Tate & Lyle is widening its BioHarvest sweetener collaboration. The expanded programme covers multiple plant-based sweetener molecules, strengthening its technical route into sugar reduction as manufacturers seek taste, label, cost, and processing solutions beyond single-ingredient fixes.
BGG Group has appointed Bharat Ramamoorthy to lead its European and international operations. The appointment places its natural ingredients expansion under new leadership as demand rises for botanical, microalgae, stevia, and functional ingredients.
Kerry Dairy Ireland has rebranded as Kinisla and announced major investment. The majority farmer-owned dairy business will invest €300m over five years across nutritional ingredients, consumer foods, sustainability, and new roles.
Volkmann has launched contained unloading equipment for allergenic powders. The system combines dust-tight docking, glove box access, and pneumatic conveying integration to improve ingredient handling and operator protection.
UK agencies are tightening scrutiny of honey authenticity testing databases. The framework aims to strengthen enforcement confidence as manufacturers, packers, and ingredient buyers face persistent fraud risk.
Danone is expanding regenerative agriculture metrics across its milk supply, linking farm-level assessment, methane reduction, traceability, and producer support to long-term dairy resilience.
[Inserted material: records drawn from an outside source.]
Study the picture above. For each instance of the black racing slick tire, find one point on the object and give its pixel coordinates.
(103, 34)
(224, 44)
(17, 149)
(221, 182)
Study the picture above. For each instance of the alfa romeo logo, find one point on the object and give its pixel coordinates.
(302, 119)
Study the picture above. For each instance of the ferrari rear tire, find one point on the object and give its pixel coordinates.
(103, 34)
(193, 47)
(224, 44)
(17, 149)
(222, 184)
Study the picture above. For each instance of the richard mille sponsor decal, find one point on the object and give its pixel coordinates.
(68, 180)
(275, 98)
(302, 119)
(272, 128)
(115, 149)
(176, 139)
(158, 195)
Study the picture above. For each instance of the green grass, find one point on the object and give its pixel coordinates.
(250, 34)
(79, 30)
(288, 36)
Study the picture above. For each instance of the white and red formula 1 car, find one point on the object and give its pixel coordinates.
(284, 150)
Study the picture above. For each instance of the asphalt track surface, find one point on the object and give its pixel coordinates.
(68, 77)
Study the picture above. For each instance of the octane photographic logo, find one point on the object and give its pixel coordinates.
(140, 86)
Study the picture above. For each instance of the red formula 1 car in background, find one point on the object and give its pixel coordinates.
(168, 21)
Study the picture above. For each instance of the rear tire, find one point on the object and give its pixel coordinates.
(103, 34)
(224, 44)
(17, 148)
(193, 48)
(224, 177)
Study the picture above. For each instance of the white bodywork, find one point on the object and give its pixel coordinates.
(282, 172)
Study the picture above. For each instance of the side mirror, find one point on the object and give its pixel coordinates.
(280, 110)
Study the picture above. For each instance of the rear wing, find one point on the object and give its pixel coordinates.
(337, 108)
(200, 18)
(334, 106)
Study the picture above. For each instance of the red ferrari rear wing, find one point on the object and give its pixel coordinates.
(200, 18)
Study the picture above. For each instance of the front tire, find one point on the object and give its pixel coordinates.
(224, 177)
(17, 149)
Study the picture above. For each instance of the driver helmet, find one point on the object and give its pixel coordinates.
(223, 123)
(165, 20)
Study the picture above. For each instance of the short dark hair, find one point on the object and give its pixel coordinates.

ADM is investing in its Clinton, Iowa corn processing facility, adding high-speed receiving capacity, storage, scale upgrades, and road improvements to reduce harvest-period congestion.
Ingredion has made a conditional cash proposal for Tate & Lyle, raising the prospect of a major ingredients-sector deal across sweetening, texture, fortification, and speciality food systems.
The U.S. Food and Drug Administration has finalised its post-market food chemical safety assessment programme and opened reassessments of BHT and azodicarbonamide, increasing scrutiny of preservatives, dough conditioners, and food-contact material applications.
Austria Juice has introduced a yeast fermentation process that reduces sugar and calories in 100% fruit juice by at least 30%, giving beverage manufacturers a route into reduced-sugar juice ahead of new EU category rules.